Tessl and Pathmode both work with AI agents, but they operate at different layers of the stack.
Tessl is an agent execution framework. It defines how agents should implement code — Usage Specs that describe APIs, data models, and technical contracts. Tessl's world starts when someone has already decided what to build. It answers "how should the agent build this?" with rigorous, machine-readable implementation specifications. Think of it as a technical blueprint layer that sits between a feature decision and the generated code.
Pathmode is an intent definition layer. It answers the question that comes before Tessl: "what should we build, for whom, and how do we know it worked?" Pathmode starts from user evidence — friction signals, support tickets, interview quotes, behavioral data — and compiles that into IntentSpecs. These specs define the objective, expected outcomes, edge cases, and verification criteria. They're the strategic layer that feeds execution layers like Tessl.
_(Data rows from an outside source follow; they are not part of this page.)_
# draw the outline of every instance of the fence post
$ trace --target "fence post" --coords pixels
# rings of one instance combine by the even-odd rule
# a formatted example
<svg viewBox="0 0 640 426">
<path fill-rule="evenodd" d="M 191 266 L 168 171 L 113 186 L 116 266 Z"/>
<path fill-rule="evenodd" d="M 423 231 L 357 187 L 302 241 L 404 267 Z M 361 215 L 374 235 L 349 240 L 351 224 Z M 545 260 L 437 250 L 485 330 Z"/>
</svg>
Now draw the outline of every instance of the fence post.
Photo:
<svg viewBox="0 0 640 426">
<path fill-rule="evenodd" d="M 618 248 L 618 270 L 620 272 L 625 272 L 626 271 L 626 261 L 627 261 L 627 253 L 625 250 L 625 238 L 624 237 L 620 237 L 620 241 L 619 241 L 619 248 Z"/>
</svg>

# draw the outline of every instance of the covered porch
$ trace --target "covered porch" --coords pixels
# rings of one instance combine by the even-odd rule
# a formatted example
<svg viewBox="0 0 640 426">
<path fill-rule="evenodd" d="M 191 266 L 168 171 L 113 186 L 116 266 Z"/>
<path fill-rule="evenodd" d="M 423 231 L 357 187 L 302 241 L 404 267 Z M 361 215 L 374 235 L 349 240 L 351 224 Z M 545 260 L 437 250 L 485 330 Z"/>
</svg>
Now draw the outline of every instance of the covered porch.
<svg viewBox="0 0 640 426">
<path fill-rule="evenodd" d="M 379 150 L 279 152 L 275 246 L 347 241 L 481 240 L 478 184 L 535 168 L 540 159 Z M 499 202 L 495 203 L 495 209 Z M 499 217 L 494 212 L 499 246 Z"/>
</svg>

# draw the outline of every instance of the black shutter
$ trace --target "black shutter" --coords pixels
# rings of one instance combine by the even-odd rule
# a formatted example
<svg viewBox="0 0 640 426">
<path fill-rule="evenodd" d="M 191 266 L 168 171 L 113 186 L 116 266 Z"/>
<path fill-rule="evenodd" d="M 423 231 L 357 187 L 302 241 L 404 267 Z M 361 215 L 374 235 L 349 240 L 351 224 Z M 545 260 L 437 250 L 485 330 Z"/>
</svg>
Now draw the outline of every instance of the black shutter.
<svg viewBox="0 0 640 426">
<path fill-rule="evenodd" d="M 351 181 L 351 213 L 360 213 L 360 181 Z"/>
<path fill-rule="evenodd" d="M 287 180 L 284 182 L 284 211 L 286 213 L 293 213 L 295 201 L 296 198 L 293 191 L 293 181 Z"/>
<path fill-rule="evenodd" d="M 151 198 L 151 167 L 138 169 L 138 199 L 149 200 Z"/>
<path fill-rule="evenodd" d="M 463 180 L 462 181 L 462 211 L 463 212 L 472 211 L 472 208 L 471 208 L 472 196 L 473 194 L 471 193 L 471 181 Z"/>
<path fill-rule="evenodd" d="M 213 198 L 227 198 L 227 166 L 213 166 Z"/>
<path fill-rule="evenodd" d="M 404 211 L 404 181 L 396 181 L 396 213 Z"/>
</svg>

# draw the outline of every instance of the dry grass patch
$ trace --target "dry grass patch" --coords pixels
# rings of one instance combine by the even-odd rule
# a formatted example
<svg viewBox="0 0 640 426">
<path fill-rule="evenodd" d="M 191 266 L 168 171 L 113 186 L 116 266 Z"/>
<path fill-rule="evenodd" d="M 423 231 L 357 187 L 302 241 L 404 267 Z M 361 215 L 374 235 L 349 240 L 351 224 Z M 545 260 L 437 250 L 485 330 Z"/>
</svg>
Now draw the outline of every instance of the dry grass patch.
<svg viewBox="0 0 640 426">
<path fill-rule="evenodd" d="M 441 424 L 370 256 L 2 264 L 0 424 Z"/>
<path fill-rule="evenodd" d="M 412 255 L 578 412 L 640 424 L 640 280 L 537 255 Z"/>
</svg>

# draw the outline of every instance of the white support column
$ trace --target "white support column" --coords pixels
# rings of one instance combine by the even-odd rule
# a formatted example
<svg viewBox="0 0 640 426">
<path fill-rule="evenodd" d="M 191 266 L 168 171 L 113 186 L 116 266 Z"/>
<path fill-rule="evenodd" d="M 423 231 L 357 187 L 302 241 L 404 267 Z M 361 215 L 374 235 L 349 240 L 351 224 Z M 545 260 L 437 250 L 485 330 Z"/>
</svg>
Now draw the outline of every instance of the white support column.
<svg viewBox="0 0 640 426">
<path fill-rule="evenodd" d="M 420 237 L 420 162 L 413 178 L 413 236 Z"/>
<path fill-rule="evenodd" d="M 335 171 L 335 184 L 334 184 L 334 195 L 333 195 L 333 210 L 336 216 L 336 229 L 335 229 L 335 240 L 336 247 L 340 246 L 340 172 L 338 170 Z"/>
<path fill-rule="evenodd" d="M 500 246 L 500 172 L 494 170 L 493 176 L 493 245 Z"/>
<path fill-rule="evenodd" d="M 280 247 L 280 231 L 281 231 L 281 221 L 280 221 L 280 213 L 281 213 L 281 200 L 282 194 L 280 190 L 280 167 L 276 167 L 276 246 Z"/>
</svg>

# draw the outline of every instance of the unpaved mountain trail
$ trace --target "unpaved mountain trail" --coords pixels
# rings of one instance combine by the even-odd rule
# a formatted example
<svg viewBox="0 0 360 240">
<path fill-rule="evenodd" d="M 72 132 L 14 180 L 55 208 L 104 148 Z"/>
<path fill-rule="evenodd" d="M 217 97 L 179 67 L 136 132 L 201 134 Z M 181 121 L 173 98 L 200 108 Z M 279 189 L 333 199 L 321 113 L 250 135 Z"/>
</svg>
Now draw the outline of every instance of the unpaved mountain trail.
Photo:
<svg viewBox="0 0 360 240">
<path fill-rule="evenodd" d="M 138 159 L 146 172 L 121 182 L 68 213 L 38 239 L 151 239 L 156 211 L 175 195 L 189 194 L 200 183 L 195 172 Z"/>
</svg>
The relationship is complementary, not competitive. Pathmode defines why something should be built and what success looks like. Tessl defines how an agent should implement it at the code level. In a mature AI-native team, Pathmode produces the IntentSpec, and Tessl (or a similar agent framework) consumes it as upstream context for generating implementation specs.
Where the tools diverge is audience. Tessl is built for engineering teams — developers who think in APIs and code contracts. Pathmode is built for cross-functional product teams — PMs, designers, and engineers who need to align on user intent before any code is written. Tessl assumes the "what" is settled. Pathmode exists because it rarely is.